Earlier Heart Failure Treatment | NICE Guidelines
- Thousands of individuals in England with early-stage chronic heart failure could see improved outcomes thanks to updated draft guidance from the National Institute for Health and Care Excellence...
- The guidance, an update to NICE’s 2018 clinical recommendations, specifically advises earlier treatment for heart failure with reduced ejection fraction (HFrEF).
- The four cornerstones of HFrEF treatment include angiotensin-converting enzyme inhibitors (ACEI), beta-blockers, mineralocorticoid receptor antagonists, and SGLT2 inhibitors.
England’s chronic heart failure patients may soon benefit from updated NICE guidelines, with the chief takeaway being: earlier access to crucial drug therapies. This notable shift recommends quicker use of combination therapies, including SGLT2 inhibitors, potentially preventing thousands of deaths adn hospitalizations annually. Beyond medication, the updated advice covers diagnosis and monitoring, emphasizing iron deficiency and anemia assessments. The National Institute for Health and Care Excellence wants to widen patient access to effective treatments.News Directory 3 reports on evolving clinical practices and what these changes mean for the close to one million people in the UK living with heart failure. Discover what’s next as the guidance enters public consultation.
NICE Recommends Earlier Treatment for Chronic Heart Failure
Updated june 11, 2025
Thousands of individuals in England with early-stage chronic heart failure could see improved outcomes thanks to updated draft guidance from the National Institute for Health and Care Excellence (NICE). The new recommendations focus on earlier access to effective drug therapies for heart failure patients.
The guidance, an update to NICE’s 2018 clinical recommendations, specifically advises earlier treatment for heart failure with reduced ejection fraction (HFrEF). NICE noted that clinical practice is evolving, and medications should be offered up to a year sooner in the treatment process. This shift in approach could potentially prevent 3,000 deaths and 5,500 hospital admissions annually in England, according to NICE estimates.
The four cornerstones of HFrEF treatment include angiotensin-converting enzyme inhibitors (ACEI), beta-blockers, mineralocorticoid receptor antagonists, and SGLT2 inhibitors. NICE now suggests these drugs be prescribed earlier, without requiring the optimization of one medication’s dose before introducing another. SGLT2 inhibitors, such as empagliflozin and dapagliflozin, should be considered at the beginning of treatment, rather than after other medications have been fully adjusted—a process that can take over a year. NICE also advises that angiotensin receptor-neprilysin inhibitors (ARNI) be offered if a patient cannot tolerate an ACEI, instead of only to those stabilized on ACEI or angiotensin receptor blockers (ARBs). Both SGLT2 inhibitors and ARNI could be initiated by general practitioners with specialist advice, potentially accelerating patient access to crucial treatments for chronic heart failure.

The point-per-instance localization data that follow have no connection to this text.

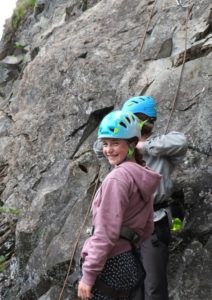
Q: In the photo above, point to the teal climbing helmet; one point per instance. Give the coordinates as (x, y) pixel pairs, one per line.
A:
(119, 125)
(141, 104)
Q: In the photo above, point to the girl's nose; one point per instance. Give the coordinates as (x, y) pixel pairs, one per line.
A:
(109, 149)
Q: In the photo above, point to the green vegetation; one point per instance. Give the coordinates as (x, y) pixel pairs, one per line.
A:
(22, 7)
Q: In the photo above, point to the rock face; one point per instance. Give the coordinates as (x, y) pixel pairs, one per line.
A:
(76, 61)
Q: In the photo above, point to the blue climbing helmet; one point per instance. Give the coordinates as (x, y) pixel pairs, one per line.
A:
(119, 125)
(141, 104)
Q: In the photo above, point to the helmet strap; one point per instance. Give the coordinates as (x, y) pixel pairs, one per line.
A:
(130, 153)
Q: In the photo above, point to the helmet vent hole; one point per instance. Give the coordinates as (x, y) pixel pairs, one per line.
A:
(122, 124)
(128, 119)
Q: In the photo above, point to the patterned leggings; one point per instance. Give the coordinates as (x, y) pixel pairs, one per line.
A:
(121, 272)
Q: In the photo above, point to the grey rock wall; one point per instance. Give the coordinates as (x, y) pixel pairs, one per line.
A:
(79, 60)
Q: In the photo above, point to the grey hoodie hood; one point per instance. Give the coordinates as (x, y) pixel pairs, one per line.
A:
(145, 179)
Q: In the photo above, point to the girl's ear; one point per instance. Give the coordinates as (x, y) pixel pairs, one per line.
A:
(130, 152)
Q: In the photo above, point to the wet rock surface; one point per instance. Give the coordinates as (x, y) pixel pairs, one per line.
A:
(79, 60)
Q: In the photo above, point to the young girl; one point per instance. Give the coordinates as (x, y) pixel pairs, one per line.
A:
(122, 210)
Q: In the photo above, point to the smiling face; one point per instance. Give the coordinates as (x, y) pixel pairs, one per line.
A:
(115, 150)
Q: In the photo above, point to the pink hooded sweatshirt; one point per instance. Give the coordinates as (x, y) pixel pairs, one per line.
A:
(123, 199)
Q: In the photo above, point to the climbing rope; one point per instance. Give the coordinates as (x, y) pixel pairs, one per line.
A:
(78, 238)
(189, 9)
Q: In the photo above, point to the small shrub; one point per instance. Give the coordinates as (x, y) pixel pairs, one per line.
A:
(22, 7)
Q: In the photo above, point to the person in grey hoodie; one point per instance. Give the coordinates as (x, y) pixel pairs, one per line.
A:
(123, 201)
(162, 153)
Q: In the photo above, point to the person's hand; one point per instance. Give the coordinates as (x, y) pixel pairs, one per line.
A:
(139, 146)
(84, 291)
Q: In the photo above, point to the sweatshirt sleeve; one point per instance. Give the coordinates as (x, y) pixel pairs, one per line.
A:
(107, 221)
(172, 145)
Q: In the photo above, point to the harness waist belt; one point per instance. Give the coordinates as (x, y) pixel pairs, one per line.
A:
(111, 292)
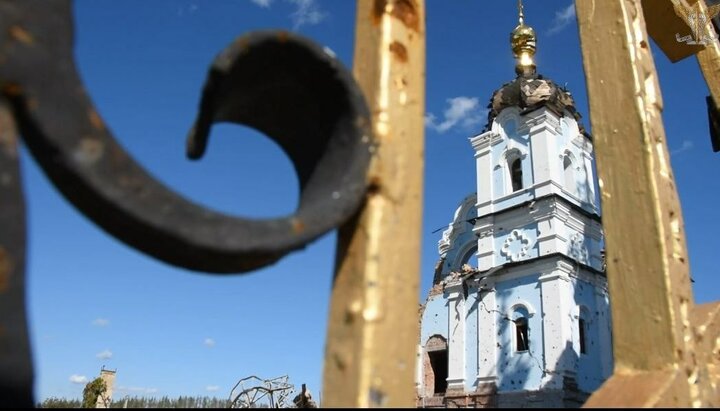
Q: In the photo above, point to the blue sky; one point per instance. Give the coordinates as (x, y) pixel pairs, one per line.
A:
(94, 301)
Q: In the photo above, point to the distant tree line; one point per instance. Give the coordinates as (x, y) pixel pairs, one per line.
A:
(144, 402)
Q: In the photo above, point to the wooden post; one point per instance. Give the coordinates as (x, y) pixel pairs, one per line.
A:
(373, 325)
(662, 343)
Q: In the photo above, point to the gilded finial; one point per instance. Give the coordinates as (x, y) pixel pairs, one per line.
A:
(521, 16)
(523, 41)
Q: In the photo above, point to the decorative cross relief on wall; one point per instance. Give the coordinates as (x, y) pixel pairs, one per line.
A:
(577, 249)
(516, 246)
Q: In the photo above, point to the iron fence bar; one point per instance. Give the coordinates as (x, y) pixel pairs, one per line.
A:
(16, 373)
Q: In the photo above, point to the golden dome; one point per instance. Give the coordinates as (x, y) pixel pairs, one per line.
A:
(523, 41)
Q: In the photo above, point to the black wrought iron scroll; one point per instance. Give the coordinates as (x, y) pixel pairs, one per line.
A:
(281, 84)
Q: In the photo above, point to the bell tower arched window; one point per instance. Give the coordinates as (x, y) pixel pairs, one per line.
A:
(521, 334)
(569, 175)
(515, 166)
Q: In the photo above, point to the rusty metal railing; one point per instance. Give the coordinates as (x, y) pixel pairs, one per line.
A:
(666, 348)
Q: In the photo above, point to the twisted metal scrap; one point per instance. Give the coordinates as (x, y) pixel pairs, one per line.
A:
(272, 393)
(283, 85)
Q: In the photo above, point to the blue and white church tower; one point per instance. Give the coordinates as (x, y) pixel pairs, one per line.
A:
(529, 325)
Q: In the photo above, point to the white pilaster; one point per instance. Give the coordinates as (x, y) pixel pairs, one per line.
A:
(544, 127)
(487, 336)
(557, 326)
(456, 331)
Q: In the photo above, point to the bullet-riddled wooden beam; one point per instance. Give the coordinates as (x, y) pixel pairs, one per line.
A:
(663, 25)
(660, 357)
(709, 60)
(373, 325)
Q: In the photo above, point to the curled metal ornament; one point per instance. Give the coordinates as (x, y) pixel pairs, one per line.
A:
(281, 84)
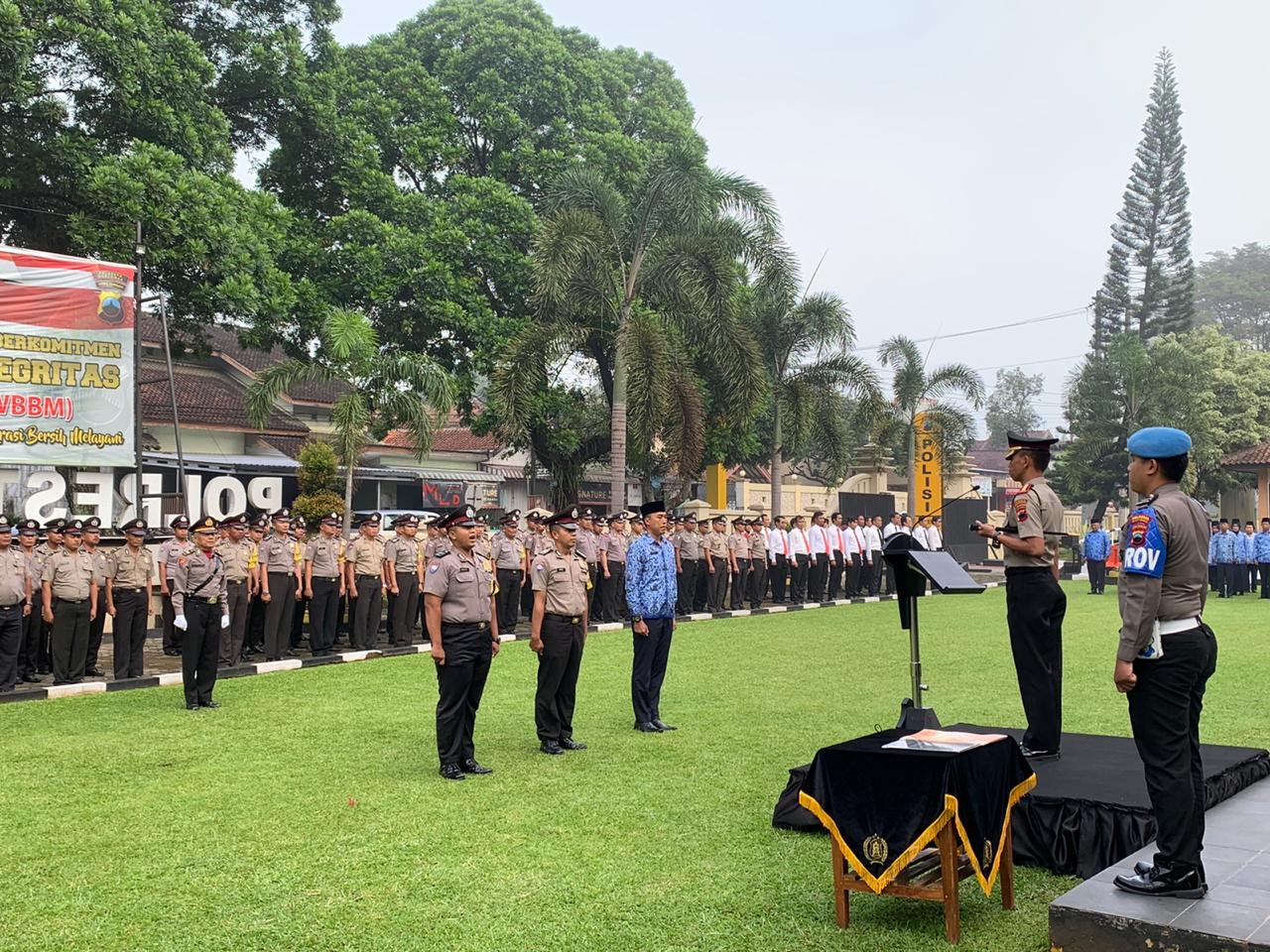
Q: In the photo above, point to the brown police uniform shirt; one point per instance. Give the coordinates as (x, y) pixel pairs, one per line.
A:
(326, 555)
(68, 575)
(1182, 590)
(463, 583)
(1035, 512)
(366, 555)
(131, 570)
(13, 576)
(199, 574)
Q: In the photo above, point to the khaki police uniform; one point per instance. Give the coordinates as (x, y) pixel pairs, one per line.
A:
(128, 574)
(463, 584)
(72, 588)
(199, 595)
(564, 579)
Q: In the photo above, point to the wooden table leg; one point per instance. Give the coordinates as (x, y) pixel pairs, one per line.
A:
(841, 896)
(1007, 869)
(949, 874)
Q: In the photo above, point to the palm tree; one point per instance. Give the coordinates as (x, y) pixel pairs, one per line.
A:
(804, 340)
(621, 281)
(915, 390)
(381, 388)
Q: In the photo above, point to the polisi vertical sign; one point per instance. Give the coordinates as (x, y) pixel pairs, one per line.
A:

“We’ve been able to review the emerging evidence quickly to keep pace with changes in the treatment landscape and make recommendations that will widen access to effective treatments,” said Eric Power, deputy director in NICE’s center for guidelines.He added that the updated approach could reduce emergency hospital admissions and improve the quality of life for individuals managing heart failure.
NICE has also updated its guidance on diagnosis and monitoring, particularly concerning iron deficiency and anemia in HFrEF patients. Clinicians should assess iron status and check for anemia using transferrin saturation (TSAT), serum ferritin, and hemoglobin. Intravenous iron should be considered for patients with hemoglobin levels below 150 g/L and TSAT below 20% or ferritin below 100 ng/mL.If iron deficiency anemia is identified,clinicians should investigate potential causes beyond heart failure.
Additionally, NICE advises clinicians to consider that an N-terminal pro B-type natriuretic peptide level below 400 ng/L (47 pmol/L) in an untreated individual makes a heart failure diagnosis less likely. serum natriuretic peptide levels do not differentiate between heart failure with preserved ejection fraction, heart failure with mildly reduced ejection fraction, and hfref. Factors such as obesity,African or African-Caribbean ethnicity,or treatment with diuretics,ACEIs,ARNIs,ARBs,beta-blockers,or MRAs can reduce serum natriuretic peptide levels. Elevated natriuretic peptide levels may also stem from non-cardiac conditions like chronic obstructive pulmonary disease, diabetes, sepsis, and liver or kidney disease.
Nearly 1 million peopel in the United Kingdom are living with heart failure, with approximately 200,000 new diagnoses each year. The average age at diagnosis is 76. Increased life expectancy and rising obesity rates are contributing to the growing incidence and prevalence of this condition.
What’s next
The draft guidance is now open for public consultation, with final recommendations expected later this year. These changes aim to improve the management of chronic heart failure and enhance patient outcomes.